Tourists are banned from walking Italy’s famous Cinque Terre coastline in flip-flops and could be fined up to £2,000 for breaking the law
- Tourists have been targeted for not wearing appropriate footwear on the coast
- Mountain rescue teams have had to save people not kitted for the craggy terrain
- The Cinque Terre national park authority will dish out fines to offenders
- They will start at £40 and rise to more than £2,000 based on cost to rescuers
Tourists are banned from walking Italy’s famous Cinque Terre coastline in flip-flops and could be fined up to £2,000 if they break the law.
The decision has been made after mountain rescue units complained of hikers who get caught out with inappropriate footwear on the craggy terrain in Liguria.

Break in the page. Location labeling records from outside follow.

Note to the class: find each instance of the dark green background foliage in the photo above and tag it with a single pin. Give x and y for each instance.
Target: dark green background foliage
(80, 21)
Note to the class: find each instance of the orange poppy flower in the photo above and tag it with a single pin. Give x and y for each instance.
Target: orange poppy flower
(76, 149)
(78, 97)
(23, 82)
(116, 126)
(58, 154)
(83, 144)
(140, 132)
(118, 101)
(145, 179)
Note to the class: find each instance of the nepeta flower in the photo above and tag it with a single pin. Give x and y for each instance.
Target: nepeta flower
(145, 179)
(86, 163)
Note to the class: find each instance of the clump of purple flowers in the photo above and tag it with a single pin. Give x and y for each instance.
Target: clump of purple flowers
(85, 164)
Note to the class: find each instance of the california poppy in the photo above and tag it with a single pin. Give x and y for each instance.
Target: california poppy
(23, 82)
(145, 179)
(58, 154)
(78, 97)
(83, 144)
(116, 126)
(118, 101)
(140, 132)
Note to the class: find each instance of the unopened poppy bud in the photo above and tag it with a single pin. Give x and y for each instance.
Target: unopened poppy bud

Bosses at the picturesque national park will crack down on those who do not heed their advice with fines starting at £40 and rising to £2,000.
The stunning coastline of Cinque Terre is a centuries old collection of villages along the Italian Riviera
Tourists flock to the craggy terrain in the summer months, but authorities are sick of dealing with those ill-equipped to deal with the land
The sum used to penalise offenders will be defined by the trouble they have caused to rescue workers, The Telegraph reported.

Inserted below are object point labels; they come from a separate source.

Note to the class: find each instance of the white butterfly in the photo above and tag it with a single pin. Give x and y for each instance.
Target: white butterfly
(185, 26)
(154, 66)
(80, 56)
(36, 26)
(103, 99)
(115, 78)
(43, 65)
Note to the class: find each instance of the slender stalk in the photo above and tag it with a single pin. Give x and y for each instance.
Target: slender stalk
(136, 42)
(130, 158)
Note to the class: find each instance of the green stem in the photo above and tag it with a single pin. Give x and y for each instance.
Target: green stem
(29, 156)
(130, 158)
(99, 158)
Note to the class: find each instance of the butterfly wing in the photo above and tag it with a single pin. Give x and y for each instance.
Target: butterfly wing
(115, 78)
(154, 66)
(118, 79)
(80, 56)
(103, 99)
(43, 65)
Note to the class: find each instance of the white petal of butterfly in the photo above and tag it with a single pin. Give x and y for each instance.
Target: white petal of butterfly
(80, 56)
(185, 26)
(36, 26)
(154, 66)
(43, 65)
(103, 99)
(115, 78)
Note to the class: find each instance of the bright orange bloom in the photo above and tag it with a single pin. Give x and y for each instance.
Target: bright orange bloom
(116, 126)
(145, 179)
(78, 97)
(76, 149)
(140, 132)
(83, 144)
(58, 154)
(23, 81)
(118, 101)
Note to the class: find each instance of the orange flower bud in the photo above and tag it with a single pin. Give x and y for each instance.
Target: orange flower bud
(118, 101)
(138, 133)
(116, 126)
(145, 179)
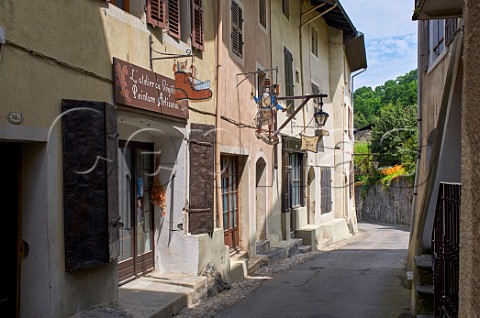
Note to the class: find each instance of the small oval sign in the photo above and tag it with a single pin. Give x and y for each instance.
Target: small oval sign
(15, 118)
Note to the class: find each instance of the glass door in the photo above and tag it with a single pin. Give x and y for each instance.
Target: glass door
(135, 168)
(230, 201)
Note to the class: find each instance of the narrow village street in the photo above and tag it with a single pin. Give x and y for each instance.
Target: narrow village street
(365, 278)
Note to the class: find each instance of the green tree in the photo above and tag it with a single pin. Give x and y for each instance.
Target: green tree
(368, 102)
(394, 136)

‘We are adopting a measure together with the forestry and the mayors’, Patrizio Scarpellini, director of the Cinque Terre park told TGCOM24, ‘it will be a gradual introduction, first with information and then with sanctions.’
The crackdown comes as the tourist season is set to come into full swing next month with thousands flocking to Cinque Terre.
Last year Club Alpino Italiano – a hiking club who volunteer on the mountain – said they had to rush to help a German family trapped on the craggy peaks with a pram.
La Spezia in Liguaria, part of Cinque Terre, at sunset during the summer – coastal paths around the town are as treacherous as they are gorgeous
Boats head out into the Mediterranean on a sunny afternoon on the Italian Riviera
The club’s head Maurizio Cattani told TGCOM24, ‘These are alpine paths, tourists cannot come in slippers and without water – we need caution.
Cruise ships bring tourists from across the world, as do trains which run round the stunning coastal path.
There has been debate in recent years over whether to close off certain paths as the footfall could be damaging the unique environment.